11. Notable Bugs and Fixes

11.1. Barrier Sense Mismatch Deadlock

Symptom: Program hangs when calling GOMP_parallel from a forkIO thread at -N4. No output at all. Works at -N1.

Root cause: Workers' local barrier sense variables (start_sense, end_sense) persisted from previous parallel regions (value 1), but spin_barrier_init() reset the barrier's global sense to 0. On the next region:

  • Workers flipped 1→0, saw sense(0) == local_sense(0), passed through immediately
  • Master (on a new OS thread from forkIO) had fresh sense=0, flipped to 1, but couldn't complete the barrier

Fix: Reset all local sense variables to 0 at the start of each parallel region, matching the freshly initialized barriers.

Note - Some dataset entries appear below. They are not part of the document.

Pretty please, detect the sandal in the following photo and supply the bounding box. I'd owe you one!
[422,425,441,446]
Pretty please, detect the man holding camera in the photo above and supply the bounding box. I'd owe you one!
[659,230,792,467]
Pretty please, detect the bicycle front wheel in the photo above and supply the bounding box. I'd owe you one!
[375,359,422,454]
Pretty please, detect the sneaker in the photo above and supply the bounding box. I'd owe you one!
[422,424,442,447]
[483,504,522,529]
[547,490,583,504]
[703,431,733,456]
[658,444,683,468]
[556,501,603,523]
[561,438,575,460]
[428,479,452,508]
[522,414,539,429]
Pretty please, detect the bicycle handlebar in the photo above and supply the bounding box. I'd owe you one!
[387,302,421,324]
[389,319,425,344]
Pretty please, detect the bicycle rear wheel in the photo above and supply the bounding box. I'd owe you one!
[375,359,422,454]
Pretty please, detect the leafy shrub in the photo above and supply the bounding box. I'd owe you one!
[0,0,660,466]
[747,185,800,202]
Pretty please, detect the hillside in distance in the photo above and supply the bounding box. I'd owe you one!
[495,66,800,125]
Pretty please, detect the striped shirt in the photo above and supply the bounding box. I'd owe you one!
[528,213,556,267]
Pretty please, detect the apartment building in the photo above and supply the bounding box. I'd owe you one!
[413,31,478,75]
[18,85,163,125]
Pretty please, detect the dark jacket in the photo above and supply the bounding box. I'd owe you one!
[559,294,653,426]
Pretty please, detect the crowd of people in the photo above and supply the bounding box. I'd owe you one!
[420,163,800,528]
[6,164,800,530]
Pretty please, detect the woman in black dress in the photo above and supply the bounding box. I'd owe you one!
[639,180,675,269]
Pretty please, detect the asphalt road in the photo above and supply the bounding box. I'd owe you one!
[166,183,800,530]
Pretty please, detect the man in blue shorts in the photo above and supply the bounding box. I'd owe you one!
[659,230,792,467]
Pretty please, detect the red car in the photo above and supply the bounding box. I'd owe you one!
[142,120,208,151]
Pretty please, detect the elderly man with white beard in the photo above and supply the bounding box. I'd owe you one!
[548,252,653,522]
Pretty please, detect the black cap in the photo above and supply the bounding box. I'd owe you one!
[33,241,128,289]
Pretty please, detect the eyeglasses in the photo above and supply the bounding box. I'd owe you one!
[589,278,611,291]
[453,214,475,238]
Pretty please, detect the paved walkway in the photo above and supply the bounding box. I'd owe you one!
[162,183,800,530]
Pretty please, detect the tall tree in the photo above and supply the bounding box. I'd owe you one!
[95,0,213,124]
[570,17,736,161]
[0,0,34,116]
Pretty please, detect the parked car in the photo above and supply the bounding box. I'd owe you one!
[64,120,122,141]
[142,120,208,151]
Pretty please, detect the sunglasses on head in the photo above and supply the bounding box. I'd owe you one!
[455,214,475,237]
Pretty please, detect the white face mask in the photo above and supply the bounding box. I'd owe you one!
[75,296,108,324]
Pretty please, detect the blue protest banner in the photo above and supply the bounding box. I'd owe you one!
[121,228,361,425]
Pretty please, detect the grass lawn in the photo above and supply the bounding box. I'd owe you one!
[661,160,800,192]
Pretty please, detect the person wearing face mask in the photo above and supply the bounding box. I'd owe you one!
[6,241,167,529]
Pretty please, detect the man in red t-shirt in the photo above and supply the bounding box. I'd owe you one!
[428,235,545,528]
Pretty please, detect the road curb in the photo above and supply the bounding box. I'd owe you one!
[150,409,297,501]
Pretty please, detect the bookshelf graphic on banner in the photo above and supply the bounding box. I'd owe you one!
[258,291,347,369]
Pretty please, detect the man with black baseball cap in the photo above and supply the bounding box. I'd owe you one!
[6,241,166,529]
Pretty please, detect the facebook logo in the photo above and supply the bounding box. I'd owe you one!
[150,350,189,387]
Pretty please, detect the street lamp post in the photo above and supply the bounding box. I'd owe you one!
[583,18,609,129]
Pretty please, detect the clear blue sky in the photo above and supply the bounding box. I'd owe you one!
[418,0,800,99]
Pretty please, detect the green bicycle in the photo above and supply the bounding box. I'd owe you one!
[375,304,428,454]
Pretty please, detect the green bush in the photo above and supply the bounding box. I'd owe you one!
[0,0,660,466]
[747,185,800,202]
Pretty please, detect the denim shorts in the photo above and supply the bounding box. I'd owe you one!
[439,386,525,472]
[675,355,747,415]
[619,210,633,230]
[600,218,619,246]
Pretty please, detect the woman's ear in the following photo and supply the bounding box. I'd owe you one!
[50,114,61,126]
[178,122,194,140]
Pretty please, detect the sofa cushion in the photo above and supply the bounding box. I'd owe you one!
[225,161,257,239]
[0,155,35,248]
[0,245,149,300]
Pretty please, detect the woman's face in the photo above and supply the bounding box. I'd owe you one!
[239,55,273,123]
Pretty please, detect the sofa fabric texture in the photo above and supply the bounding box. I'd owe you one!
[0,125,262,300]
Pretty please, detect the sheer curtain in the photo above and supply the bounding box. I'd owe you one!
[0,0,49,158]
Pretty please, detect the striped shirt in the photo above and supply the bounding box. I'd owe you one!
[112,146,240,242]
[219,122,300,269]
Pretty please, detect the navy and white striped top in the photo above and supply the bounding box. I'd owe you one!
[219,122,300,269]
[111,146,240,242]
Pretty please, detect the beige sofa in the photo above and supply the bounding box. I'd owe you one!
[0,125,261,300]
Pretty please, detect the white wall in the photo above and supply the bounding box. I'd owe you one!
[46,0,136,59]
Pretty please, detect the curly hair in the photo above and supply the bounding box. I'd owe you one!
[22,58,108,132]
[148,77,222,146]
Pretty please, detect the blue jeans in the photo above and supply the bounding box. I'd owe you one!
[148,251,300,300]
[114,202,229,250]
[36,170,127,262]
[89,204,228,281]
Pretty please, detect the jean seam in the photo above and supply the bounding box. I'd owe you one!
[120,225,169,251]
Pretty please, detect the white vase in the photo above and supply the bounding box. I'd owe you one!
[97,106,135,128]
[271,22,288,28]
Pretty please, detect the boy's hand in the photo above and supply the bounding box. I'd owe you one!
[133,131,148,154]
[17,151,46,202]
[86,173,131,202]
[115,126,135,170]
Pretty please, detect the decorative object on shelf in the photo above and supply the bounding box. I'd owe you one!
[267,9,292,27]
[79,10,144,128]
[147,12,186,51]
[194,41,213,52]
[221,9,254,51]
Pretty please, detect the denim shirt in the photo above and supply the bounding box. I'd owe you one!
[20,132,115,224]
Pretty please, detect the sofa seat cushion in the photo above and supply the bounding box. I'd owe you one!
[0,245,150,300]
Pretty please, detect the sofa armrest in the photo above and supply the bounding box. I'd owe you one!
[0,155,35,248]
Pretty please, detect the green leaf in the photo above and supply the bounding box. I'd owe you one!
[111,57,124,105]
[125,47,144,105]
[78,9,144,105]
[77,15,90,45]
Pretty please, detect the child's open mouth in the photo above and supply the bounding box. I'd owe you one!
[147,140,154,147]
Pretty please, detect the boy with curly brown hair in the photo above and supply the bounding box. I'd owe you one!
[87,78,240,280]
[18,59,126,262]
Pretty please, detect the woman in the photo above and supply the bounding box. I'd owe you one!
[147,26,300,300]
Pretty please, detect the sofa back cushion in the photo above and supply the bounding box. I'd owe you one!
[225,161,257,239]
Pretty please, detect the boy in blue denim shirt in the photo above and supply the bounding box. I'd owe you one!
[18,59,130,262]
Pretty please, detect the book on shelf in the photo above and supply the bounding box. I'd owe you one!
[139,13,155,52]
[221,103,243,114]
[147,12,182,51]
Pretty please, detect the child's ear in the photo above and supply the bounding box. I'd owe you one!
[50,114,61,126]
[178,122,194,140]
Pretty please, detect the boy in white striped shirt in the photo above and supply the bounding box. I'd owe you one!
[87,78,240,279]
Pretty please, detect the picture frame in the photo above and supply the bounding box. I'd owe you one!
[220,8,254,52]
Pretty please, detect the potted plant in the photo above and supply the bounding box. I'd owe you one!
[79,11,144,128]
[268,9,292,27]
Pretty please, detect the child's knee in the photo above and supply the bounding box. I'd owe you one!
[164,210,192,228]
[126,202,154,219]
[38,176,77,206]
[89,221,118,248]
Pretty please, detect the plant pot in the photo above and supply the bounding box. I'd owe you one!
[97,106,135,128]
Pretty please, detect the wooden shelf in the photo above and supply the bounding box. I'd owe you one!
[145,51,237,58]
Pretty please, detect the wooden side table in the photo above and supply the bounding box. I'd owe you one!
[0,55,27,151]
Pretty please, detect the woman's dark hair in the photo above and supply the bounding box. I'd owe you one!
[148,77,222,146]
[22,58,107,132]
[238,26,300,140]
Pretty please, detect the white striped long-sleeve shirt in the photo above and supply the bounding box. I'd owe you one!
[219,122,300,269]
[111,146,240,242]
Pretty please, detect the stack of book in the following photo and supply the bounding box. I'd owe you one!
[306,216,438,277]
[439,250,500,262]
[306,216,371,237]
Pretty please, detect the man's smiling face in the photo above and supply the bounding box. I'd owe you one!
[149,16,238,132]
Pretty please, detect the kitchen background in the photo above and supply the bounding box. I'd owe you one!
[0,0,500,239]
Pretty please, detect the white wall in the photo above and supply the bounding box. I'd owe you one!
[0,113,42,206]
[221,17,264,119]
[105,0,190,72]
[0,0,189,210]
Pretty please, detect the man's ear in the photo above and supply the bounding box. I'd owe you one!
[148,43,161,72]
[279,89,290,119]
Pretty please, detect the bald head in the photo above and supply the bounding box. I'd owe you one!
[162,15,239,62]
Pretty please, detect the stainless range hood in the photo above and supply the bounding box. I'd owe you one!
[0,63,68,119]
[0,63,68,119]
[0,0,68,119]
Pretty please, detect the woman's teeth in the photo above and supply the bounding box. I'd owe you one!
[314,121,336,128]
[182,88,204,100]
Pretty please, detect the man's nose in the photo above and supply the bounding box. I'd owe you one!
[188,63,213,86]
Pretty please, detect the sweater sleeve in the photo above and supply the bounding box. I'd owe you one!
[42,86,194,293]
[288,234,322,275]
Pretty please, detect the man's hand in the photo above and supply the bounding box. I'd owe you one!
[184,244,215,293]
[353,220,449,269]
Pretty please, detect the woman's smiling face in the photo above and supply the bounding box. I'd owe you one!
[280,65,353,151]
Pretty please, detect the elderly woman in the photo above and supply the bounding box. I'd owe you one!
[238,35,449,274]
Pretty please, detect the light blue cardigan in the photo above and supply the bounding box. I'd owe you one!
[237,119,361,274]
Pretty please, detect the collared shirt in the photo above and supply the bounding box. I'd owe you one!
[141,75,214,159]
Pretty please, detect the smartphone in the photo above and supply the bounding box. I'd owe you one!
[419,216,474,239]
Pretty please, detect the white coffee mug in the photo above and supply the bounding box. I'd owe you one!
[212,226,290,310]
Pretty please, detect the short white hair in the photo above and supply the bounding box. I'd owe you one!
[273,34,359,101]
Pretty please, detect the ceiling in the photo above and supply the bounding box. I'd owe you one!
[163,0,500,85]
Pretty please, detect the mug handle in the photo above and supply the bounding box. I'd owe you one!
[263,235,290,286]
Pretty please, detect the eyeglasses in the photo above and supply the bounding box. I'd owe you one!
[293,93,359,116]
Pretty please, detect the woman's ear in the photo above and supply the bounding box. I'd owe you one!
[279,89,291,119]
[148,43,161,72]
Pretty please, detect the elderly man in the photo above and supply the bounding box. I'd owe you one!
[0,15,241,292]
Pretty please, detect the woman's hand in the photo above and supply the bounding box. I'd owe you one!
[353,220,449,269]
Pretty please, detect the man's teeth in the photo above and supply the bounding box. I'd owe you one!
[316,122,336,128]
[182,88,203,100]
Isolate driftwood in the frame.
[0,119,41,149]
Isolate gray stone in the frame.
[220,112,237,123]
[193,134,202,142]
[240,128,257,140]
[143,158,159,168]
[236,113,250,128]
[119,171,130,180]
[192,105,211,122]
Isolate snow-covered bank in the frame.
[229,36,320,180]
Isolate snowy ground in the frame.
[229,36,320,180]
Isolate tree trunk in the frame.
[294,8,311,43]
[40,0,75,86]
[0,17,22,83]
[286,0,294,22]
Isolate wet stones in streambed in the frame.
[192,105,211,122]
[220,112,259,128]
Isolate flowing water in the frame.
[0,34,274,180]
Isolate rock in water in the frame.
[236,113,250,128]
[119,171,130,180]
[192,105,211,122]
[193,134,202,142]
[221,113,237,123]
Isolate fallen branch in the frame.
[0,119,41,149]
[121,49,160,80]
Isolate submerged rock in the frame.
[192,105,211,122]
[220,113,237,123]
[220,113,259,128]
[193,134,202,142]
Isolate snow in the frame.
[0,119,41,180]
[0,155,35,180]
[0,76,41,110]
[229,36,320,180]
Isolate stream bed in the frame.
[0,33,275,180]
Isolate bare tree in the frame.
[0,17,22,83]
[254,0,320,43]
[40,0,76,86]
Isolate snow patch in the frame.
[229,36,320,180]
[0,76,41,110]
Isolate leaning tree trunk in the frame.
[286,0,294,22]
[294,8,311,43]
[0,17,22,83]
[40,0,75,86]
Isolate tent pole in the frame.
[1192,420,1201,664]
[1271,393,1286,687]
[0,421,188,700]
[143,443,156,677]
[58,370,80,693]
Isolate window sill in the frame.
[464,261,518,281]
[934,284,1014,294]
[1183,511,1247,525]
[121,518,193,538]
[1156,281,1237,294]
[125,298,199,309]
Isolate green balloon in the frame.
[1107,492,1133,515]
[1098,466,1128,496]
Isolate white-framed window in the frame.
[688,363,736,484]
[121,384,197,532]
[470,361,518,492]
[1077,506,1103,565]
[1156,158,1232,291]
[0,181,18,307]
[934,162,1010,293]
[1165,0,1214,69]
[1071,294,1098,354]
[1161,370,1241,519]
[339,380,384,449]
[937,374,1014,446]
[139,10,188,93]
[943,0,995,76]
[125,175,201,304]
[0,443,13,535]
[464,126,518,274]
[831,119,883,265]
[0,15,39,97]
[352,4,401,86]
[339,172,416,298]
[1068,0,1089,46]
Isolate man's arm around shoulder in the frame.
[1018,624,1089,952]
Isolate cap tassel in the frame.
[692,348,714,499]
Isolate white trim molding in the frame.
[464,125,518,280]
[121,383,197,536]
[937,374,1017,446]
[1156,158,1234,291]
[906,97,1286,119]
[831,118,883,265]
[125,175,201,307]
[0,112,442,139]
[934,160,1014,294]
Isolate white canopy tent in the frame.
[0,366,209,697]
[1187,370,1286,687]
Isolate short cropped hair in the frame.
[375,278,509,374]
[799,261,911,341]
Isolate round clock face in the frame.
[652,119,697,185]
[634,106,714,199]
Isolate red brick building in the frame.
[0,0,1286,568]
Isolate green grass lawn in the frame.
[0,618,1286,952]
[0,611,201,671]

11.2. False Parallel-For Regression

Symptom: At 4 threads, parallel for appeared 1.65x slower than native libgomp (6.7ms vs 4.1ms).

Root cause: Single-sample measurement on a laptop with powersave CPU governor (i7-10750H at 46% clock). CPU boost state varied between process invocations.

Fix: Changed to best-of-10 within each process. Controlled interleaved testing confirmed parity (3.85ms vs 3.91ms).